Militärs, aber auch andere Organisationen, die teilweise auch für Proxy-Einsätze benutzt werden, bereiten sich mittlerweile gezielt auf Cyberwar-Angriffe und -Abwehrmaßnahmen vor, die über die bereits praktizierte elektronische Kriegsführung hinausgehen, aber diese natürlich weiterhin einschließen.

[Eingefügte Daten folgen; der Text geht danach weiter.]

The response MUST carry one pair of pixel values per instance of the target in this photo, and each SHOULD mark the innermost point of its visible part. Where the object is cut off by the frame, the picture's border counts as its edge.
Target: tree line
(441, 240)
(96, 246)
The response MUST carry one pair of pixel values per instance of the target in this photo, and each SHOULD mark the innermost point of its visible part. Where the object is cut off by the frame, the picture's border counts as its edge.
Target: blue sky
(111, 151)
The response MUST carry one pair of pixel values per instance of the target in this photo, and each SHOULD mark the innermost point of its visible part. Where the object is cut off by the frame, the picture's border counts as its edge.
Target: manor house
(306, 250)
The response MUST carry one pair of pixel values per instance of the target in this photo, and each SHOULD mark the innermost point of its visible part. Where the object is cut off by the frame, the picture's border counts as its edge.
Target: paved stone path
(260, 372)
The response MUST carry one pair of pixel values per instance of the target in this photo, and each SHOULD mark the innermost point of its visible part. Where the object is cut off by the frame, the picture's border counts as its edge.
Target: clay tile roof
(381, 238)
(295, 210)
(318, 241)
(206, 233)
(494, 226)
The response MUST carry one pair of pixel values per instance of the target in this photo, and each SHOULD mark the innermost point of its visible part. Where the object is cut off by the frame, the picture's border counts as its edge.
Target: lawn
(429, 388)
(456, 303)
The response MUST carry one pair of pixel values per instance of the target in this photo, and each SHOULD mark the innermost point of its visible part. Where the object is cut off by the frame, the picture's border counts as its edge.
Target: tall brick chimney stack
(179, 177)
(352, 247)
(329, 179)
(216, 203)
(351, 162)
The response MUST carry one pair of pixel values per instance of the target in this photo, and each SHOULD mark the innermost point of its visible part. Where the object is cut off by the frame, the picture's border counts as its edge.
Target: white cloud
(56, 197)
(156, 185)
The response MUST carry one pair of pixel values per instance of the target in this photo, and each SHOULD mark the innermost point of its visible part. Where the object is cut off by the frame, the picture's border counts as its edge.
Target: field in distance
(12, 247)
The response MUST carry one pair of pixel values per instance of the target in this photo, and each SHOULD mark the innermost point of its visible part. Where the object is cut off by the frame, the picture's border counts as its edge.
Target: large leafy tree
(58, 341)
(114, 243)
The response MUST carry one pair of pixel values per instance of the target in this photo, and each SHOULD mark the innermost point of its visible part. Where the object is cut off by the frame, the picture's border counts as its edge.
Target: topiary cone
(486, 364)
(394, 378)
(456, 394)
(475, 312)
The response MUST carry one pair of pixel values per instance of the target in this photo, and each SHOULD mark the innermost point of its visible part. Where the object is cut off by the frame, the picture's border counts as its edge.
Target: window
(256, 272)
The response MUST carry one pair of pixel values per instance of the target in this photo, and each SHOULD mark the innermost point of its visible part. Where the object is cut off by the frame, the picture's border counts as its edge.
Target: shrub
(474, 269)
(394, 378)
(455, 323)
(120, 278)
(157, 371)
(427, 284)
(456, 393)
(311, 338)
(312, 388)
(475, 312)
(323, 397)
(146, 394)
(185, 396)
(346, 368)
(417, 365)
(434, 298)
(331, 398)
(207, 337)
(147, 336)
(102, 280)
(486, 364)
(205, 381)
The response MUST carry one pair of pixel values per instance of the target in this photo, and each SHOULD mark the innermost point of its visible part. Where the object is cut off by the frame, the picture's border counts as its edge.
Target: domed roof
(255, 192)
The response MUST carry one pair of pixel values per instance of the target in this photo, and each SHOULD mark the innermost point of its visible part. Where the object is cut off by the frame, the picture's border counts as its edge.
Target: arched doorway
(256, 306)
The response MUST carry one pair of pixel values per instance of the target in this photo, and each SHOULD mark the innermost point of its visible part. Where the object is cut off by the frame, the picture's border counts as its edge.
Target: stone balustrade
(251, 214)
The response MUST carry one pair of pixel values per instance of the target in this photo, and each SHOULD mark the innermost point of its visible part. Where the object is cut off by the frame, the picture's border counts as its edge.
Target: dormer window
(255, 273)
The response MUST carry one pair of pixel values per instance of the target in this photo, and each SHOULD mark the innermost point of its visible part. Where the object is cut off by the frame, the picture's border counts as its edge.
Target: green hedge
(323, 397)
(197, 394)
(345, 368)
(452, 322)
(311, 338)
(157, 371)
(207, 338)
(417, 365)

Gerade mit der zunehmend in allen Bereichen verbreiteten drahtlosen Kommunikation wird die elektronische Kriegsführung, die das elektromagnetische Spektrum »von Null bis zur Unendlichkeit« und alle Verwendungen gebündelter Energie (directed energy) für den elektronischen Angriff, den elektronischen Schutz und die elektronische Unterstützung der Truppen umgreift, zunehmend wichtig. 

Cyberwar-Kapazitäten überschneiden sich mit den Mitteln der elektronischen Kriegsführung, die gegnerische Techniken und Sensoren stören, täuschen oder schwächen, die stärkste Waffe ist die gezielte Erzeugung eines elektromagnetischen Impulses (EMP), der die militärischen und zivilen elektrischen und elektronischen Systeme lahmlegt. Ein EMP ist die ultimative Waffe auch im Cyberwar.